A causa de que el reflujo de la invención rítmica
estaba relativamente bajo en la música europea de fines del siglo XIX,
Stravinsky pudo aplicar lo que una vez denominé ¨una inyección
hipodérmica rítmica¨ a la música occidental. Su impacto de 1913, La
consagración de la primavera, verdadera monstruosidad rítmica para sus
primeros oyentes, hoy es una obra establecida definitivamente en el
repertorio de conciertos. Ello indica el progreso que se ha logrado en
la comprensión y en el gusto de las complejidades rítmicas que dejaban
estupefactos a nuestros abuelos. Y al final no está, en modo alguno, a
la vista. Compositores más jóvenes nos han llevado hasta el propio
límite de lo que la mano del hombre puede ejecutar y han ido inclusive
más allá de lo que el oído humano puede captar en el ámbito de la
diferenciación rítmica. Triste es decirlo: hay un límite dictado por lo
que la naturaleza nos ha brindado en el campo de la capacidad auditiva.
Pero, dentro de estos límites, existen grandes zonas de vida rítmica
todavía por explorar; formas rítmicas nunca soñadas por los compositores
de marchas y mazurcas.
Con esto no deseo empequeñecer las ingeniosidades
rítmicas de épocas pasadas. Los ritmos maravillosamente sutiles de los
compositores anónimos de fines del siglo XIV, sólo recientemente
descifrados; los delicados matices de los ritmos orientales; los
cuidadosamente diseñados de los compositores de la Inglaterra de los
Tudor, y, trayendo las cosas más cerca de nosotros, la improvisada
violencia de los ritmos inspirados por el jazz: todos éstos, y muchos
más, deben juzgarse, sin duda, como excelentes placeres musicales.

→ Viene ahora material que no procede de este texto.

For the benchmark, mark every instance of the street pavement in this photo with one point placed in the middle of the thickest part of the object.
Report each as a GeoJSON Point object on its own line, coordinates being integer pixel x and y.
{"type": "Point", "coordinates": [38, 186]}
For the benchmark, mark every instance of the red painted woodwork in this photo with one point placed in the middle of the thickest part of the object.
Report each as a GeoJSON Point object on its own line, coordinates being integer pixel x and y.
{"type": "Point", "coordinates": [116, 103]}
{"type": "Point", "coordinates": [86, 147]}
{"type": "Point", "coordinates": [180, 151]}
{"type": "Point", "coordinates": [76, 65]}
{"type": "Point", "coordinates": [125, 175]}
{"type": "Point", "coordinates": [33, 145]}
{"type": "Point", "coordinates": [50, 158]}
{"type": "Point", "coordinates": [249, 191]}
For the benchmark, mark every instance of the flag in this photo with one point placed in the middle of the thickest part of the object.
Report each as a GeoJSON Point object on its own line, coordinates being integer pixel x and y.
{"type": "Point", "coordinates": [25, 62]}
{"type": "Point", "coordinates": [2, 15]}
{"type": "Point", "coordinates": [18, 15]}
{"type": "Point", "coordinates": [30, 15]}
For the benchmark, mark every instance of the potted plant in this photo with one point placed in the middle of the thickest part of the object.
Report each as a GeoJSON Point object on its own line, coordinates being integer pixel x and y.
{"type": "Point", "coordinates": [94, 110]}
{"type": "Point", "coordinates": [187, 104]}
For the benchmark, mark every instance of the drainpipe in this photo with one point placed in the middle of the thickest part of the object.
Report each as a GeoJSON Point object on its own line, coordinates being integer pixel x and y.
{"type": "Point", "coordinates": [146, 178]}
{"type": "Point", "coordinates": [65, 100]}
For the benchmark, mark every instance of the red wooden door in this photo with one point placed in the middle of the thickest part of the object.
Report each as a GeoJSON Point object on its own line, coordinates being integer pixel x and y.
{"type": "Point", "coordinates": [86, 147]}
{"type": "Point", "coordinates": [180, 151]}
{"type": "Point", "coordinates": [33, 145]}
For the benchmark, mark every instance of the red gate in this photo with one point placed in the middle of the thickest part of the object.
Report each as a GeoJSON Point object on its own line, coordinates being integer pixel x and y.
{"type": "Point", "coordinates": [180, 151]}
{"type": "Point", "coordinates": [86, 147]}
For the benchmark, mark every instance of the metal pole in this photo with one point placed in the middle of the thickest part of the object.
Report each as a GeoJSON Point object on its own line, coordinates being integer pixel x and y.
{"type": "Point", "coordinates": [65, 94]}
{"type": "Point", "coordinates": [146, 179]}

El ¨color tonal¨ es otro elemento básico de la
música que puede ser gustado por personas de distintos niveles de
percepción, desde los más legos hasta los más cultivados. Ni siquiera
los niños tienen dificultad para reconocer la diferencia existente entre
el perfil tímbrico de una flauta y el de un trombón. El ¨color¨ de
ciertos instrumentos posee una atracción particular para ciertas
personas. Yo mismo he sentido siempre una verdadera debilidad por el
sonido de ocho trompas francesas tocando en unísono. Su sonoridad rica,
áurea, legendaria, me transporta. Algunos compositores europeos de la
hora actual parecen tener amoríos furtivos con el vibráfono. Una
infinidad de posibles combinaciones tímbricas es dado lograr cuando se
mezclan los instrumentos, y especialmente al fundirse en ese maravilloso
invento que es la orquesta sinfónica. El arte de la orquestación,
innecesario es decirlo, posee una fascinación inagotable para el
compositor; es, en parte, una ciencia, y, también en parte, un inspirado
trabajo conjetural.
Como compositor, obtengo gran placer ideando
combinaciones ¨tonales¨. A lo largo de los años he notado que ningún
elemento del arte del compositor confunde más al lego que esta habilidad
para concebir "colores" instrumentales mezclados. Pero recordemos que,
antes de mezclarlos, los escuchamos en términos de su parte componentes.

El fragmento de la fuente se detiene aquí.